# White Paper

NVMe Over CXL Combines Storage with Memory

# NVMe Over CXL<sup>™</sup> Defines Memory Class Storage to Improve System Performance

#### By Bill Gervasi and San Chang

**Abstract**: CXL ended the fabric wars and introduced new challenges for optimizing the performance of these rapidly expanding system architectures that deploy CXL. CXL provides a great framework for unifying processing, memory, storage, and communications, and the possibility of combining functions in ways previously difficult or impossible to achieve.

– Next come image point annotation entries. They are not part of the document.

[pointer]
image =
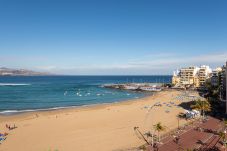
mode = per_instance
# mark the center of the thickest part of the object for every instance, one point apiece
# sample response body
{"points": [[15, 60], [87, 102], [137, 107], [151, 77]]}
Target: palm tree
{"points": [[202, 106], [225, 123], [222, 136], [159, 127], [179, 116]]}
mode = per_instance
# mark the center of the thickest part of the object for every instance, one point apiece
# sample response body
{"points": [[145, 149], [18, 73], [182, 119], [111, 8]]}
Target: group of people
{"points": [[10, 127], [3, 135]]}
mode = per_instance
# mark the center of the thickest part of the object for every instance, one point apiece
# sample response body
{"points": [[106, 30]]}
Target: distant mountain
{"points": [[20, 72]]}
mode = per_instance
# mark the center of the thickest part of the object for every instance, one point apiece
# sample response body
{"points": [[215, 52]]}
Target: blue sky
{"points": [[112, 37]]}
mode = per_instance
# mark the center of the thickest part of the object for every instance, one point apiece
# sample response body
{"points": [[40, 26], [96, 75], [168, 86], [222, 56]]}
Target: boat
{"points": [[150, 88], [130, 87]]}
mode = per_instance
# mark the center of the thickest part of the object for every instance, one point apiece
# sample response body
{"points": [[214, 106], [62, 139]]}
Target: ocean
{"points": [[30, 93]]}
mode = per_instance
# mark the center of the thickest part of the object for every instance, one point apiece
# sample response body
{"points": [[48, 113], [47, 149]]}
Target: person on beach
{"points": [[10, 128]]}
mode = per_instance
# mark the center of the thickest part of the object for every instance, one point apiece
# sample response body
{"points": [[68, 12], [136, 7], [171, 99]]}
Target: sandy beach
{"points": [[100, 127]]}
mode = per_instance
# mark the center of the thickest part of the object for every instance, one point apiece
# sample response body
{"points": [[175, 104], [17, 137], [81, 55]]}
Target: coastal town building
{"points": [[187, 76], [204, 74], [223, 84], [191, 76], [215, 77], [226, 85]]}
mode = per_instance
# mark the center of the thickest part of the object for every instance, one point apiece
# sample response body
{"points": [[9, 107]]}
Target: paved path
{"points": [[193, 138]]}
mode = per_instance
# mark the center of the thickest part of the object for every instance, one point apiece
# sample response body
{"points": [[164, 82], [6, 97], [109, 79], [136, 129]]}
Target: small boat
{"points": [[130, 87], [152, 89]]}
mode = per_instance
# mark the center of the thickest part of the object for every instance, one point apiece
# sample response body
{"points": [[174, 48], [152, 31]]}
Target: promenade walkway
{"points": [[192, 138]]}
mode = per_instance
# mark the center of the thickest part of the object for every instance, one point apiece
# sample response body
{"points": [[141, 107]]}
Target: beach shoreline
{"points": [[105, 126]]}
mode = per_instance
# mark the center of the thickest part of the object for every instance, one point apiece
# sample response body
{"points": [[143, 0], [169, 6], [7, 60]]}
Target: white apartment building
{"points": [[187, 75], [192, 76], [203, 74]]}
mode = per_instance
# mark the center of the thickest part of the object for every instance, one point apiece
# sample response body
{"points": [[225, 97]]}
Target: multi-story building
{"points": [[192, 76], [215, 77], [204, 74], [223, 84], [187, 76], [226, 85]]}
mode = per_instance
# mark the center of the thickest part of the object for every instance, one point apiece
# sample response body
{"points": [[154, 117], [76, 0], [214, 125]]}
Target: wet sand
{"points": [[100, 127]]}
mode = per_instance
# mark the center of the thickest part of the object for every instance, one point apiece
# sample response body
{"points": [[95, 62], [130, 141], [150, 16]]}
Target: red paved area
{"points": [[194, 139]]}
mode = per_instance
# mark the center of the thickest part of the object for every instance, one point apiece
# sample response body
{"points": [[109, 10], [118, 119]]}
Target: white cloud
{"points": [[151, 64]]}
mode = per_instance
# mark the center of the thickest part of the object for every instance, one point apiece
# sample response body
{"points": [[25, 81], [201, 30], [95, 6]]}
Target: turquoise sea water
{"points": [[21, 94]]}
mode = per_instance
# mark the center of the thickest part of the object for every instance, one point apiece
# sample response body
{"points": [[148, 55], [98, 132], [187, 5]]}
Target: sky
{"points": [[112, 37]]}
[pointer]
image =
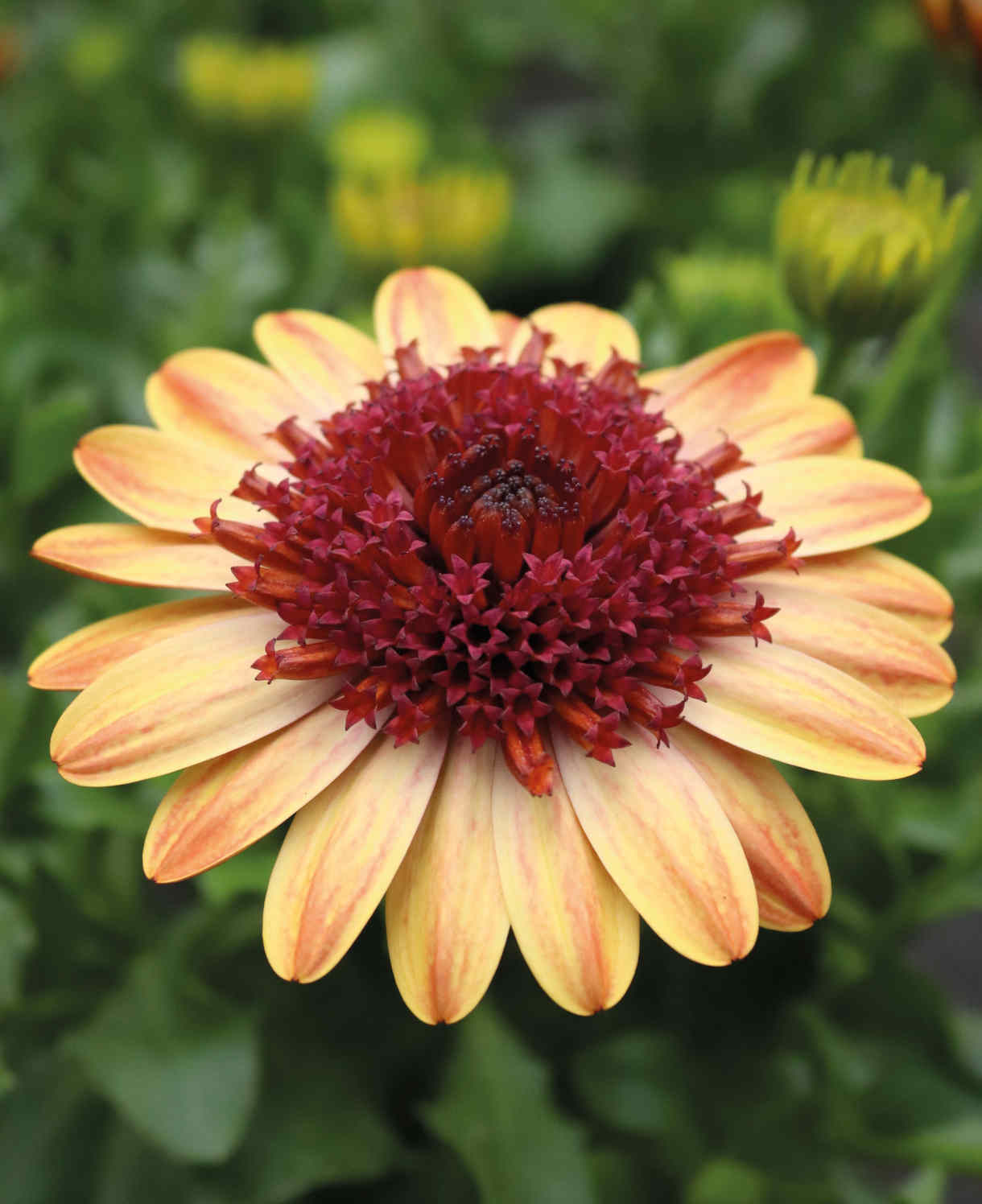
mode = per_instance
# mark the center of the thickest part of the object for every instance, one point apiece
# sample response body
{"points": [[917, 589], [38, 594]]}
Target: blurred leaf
{"points": [[179, 1062], [497, 1113]]}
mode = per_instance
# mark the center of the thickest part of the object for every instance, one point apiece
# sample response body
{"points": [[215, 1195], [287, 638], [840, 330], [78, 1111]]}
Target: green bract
{"points": [[857, 253]]}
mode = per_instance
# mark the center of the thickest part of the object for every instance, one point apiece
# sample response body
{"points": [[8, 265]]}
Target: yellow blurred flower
{"points": [[857, 253], [379, 143], [250, 85], [455, 216]]}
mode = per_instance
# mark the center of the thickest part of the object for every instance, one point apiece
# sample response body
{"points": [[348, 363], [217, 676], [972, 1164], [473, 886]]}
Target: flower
{"points": [[456, 216], [955, 22], [250, 85], [857, 253], [512, 633]]}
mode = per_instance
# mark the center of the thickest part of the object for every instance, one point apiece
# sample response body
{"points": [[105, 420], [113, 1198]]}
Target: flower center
{"points": [[502, 548]]}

CXL is inevitably moving into other domains as well, such as artificial intelligence, automotive applications, and even notebook-class computing.

NVMe Over CXL merges storage and memory in ways that optimize traffic on the fabric, and also adds significant performance gains over standalone solutions deployed in traditional systems.

# Introduction

The industry is in the process of adopting Compute Express Link, or CXL<sup>™</sup>, as the primary fabric for interconnecting a variety of processors, I/O resources, memory resources, and storage for data centers, hyperscalers, and similar computing clusters. Artificial intelligence is similarly soaring in popularity, and demanding massive data sets for the learning processes. It is likely to move into the next generation of automobiles as well as cars adopt data center technology. CXL allows mixing resources in a fashion that meets the needs of these systems, and flexibility for each end user to deploy a different mix.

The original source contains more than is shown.